Not everybody here feels the same about Frontier Days. While many locals take time off work in late July to be part of the 2,000-strong volunteer army that runs the event, many others get out of town to avoid the crowds.
Some downtown store owners, including one who grumbled about the political influence of top-ranking Frontier Days volunteers and declined to talk on the record, took the opportunity to complain to a roving reporter that even as Frontier Days draws thousands to Cheyenne, the event’s organizers work to steer tourists toward favored, itinerant vendors at the rodeo grounds a few miles away.
“There could be more attention and focus for downtown, without so much at Frontier Park. So that’s our hope as merchants downtown, is trying to rally together and pull some attention to downtown and work with each other,” said Breck Collier, owner of the downtown art, jewelry and furniture shop Red Bison Home.
Frontier Days tries to promote the whole city and brings big dollars to downtown businesses, especially bars and restaurants, Frontier Days President and CEO Tom Hirsig said.
“They do get circulated through those stores eventually. All we can do is bring people to town and provide good entertainment,” Hirsig said.
The cancellation will be “sad for a long time,” but organizers had their fingers crossed for a big return next year, Hirsig said.

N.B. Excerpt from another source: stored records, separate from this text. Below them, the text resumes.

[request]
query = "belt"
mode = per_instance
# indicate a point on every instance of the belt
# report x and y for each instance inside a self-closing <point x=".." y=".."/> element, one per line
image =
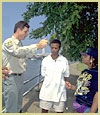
<point x="17" y="74"/>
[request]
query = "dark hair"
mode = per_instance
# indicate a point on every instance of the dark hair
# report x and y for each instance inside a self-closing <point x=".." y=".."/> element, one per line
<point x="56" y="41"/>
<point x="21" y="25"/>
<point x="95" y="62"/>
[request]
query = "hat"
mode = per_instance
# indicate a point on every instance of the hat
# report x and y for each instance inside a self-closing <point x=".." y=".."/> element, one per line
<point x="92" y="52"/>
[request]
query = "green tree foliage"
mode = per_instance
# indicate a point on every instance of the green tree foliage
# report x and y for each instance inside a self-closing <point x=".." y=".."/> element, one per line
<point x="75" y="24"/>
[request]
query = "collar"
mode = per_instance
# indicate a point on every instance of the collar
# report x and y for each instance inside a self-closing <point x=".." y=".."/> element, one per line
<point x="16" y="40"/>
<point x="57" y="59"/>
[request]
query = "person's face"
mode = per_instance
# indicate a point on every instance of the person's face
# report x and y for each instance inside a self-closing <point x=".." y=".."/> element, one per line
<point x="23" y="33"/>
<point x="86" y="59"/>
<point x="55" y="48"/>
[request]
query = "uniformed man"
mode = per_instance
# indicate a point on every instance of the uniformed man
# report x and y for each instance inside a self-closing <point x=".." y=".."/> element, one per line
<point x="5" y="71"/>
<point x="14" y="56"/>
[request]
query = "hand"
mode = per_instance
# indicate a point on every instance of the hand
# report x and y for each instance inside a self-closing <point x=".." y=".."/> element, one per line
<point x="5" y="70"/>
<point x="68" y="85"/>
<point x="42" y="43"/>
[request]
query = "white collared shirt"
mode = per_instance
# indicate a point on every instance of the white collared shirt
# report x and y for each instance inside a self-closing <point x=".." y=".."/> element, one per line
<point x="54" y="71"/>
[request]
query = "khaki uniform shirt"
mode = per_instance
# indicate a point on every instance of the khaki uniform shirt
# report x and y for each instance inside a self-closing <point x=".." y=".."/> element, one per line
<point x="14" y="54"/>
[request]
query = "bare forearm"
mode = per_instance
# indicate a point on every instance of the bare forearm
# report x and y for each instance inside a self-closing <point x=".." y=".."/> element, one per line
<point x="94" y="106"/>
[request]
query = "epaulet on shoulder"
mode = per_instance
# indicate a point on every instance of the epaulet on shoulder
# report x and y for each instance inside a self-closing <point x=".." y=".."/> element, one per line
<point x="8" y="42"/>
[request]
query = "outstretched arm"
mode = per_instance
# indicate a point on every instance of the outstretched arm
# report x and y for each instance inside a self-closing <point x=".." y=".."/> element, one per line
<point x="94" y="106"/>
<point x="70" y="86"/>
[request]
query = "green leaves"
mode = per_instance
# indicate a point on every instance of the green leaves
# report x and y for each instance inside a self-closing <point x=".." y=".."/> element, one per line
<point x="74" y="23"/>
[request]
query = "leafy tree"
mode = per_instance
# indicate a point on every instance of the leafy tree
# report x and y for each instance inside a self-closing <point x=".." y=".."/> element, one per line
<point x="75" y="24"/>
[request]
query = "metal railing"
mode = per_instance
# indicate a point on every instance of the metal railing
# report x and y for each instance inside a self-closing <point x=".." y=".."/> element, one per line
<point x="26" y="82"/>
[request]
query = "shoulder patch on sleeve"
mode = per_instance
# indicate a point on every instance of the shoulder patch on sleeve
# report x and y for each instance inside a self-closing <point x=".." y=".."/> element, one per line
<point x="9" y="43"/>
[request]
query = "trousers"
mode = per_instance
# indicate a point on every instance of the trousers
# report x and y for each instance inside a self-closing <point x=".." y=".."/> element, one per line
<point x="13" y="93"/>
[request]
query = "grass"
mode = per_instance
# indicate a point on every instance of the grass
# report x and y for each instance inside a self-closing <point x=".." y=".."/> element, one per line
<point x="81" y="67"/>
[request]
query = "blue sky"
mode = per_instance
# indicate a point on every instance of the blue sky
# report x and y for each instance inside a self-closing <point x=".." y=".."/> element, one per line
<point x="11" y="13"/>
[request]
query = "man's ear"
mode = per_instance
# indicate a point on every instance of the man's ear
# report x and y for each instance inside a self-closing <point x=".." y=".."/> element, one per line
<point x="18" y="30"/>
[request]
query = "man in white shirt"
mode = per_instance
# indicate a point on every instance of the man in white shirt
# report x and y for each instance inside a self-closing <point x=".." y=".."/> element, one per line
<point x="54" y="69"/>
<point x="14" y="56"/>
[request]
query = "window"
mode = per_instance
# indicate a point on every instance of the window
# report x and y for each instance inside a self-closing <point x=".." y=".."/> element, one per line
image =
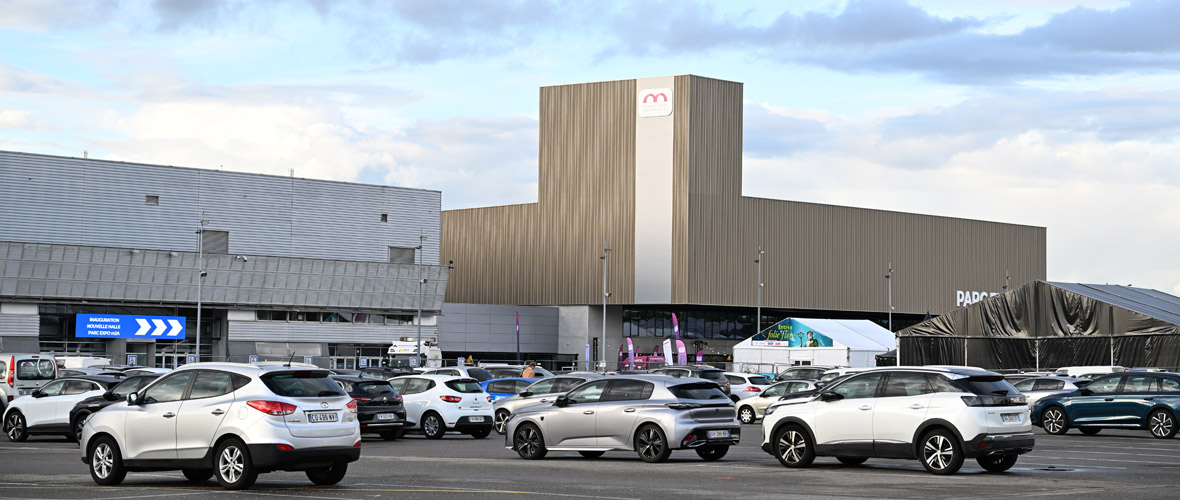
<point x="903" y="383"/>
<point x="210" y="383"/>
<point x="401" y="255"/>
<point x="858" y="387"/>
<point x="628" y="390"/>
<point x="171" y="388"/>
<point x="589" y="393"/>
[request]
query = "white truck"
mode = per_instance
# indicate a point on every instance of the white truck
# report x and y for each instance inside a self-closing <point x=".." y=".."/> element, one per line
<point x="402" y="352"/>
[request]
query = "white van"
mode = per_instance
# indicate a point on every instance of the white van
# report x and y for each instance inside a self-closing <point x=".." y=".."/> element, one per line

“We’re all in the same boat, and we’re all going to suffer the social consequences and economic consequences. But what can you do?” said Brinkerhoff, who opened the Just Dandy clothes store 48 years ago.
Losing this year’s Frontier Days won’t make or break Just Dandy, she said, which recently reopened after missing the also-important Mother’s Day and school graduation gift seasons.
“I’ve been through some devastation, but never to the point I had to close my store up for two months,” Brinkerhoff said. “It’s life. Who knows what will come out of this? I think we’ll come out of this stronger and smarter.”
Associated Press writer Pat Graham in Denver contributed to this report.